H.R. 4528 would amend the Billfish Conservation Act of 2012 to prevent the transfer and sale of billfish caught and landed by U.S. vessels in Hawaii or the Pacific Insular Areas to the mainland United States. Under current law, billfish caught and landed in Hawaii or the Pacific Insular Areas by U.S. vessels can be sold locally or transported and sold in the mainland United States. The bill also would amend the Shark Conservation Act of 2010 to affirm that the Secretary of Commerce has the authority to regulate shark fishing under the Magnuson-Stevens Fishery Conservation and Management Act.
CBO estimates that implementing H.R. 4528 would increase revenues from civil penalties resulting from violations of the prohibition on selling billfish to the mainland United States; therefore, pay-as-you-go procedures apply. However, using information from the National Oceanic and Atmospheric Administration (NOAA), CBO estimates that the increased revenues would not be significant in any year and over the 2019-2028 period. Enacting the bill would not affect direct spending.
CBO estimates that enacting H.R. 4528 would not increase net direct spending or on-budget deficits in any of the four consecutive 10-year periods beginning in 2029.

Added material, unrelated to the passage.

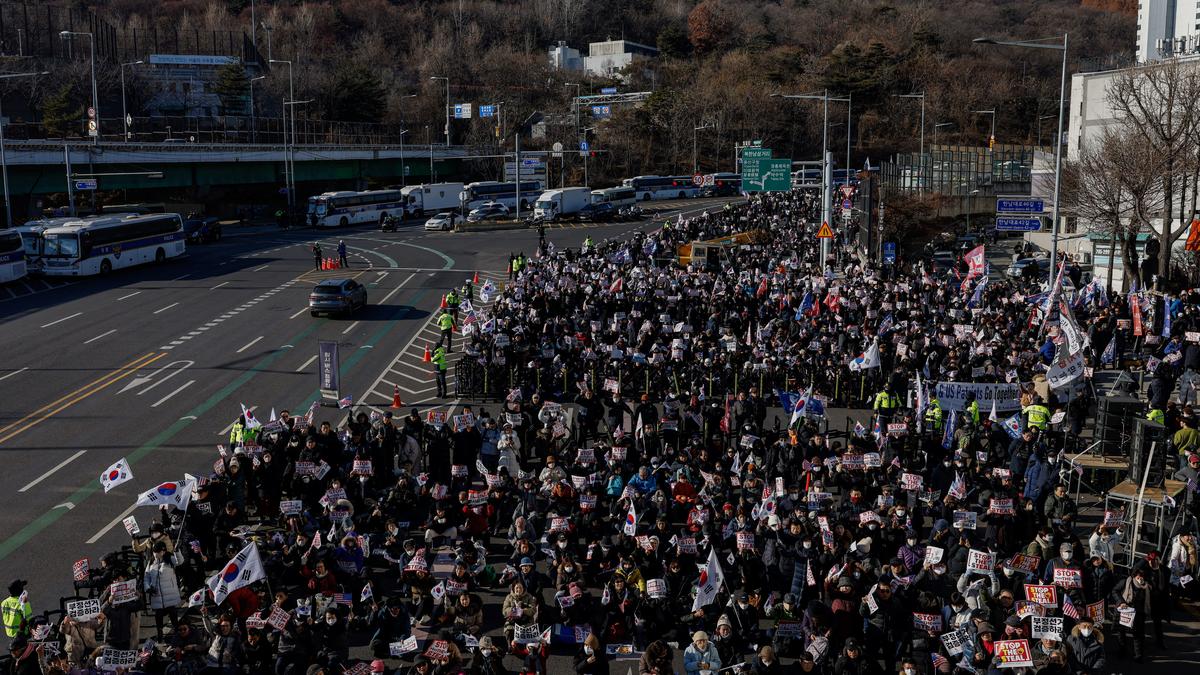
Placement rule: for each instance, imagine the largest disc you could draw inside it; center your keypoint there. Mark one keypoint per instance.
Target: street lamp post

The prohibitions in H.R. 4528 would impose a private-sector mandate as defined in the Unfunded Mandates Reform Act (UMRA). Using information from NOAA about the value of billfish landed in Hawaii and Pacific Insular Areas, CBO estimates that the cost of the mandate would total a few million dollars or less and would fall well below the annual threshold established in UMRA for private-sector mandates ($160 million in 2018, adjusted annually for inflation).
The bill does not contain any intergovernmental mandates.
On August 17, 2017, CBO transmitted a cost estimate for S. 396, a bill to make technical amendments to certain marine fish conservation statutes, and for other purposes, as ordered reported by the Senate Committee on Commerce, Science, and Transportation on May 18, 2017. The two pieces of legislation are similar and the CBO’s estimate of the budgetary effects are the same.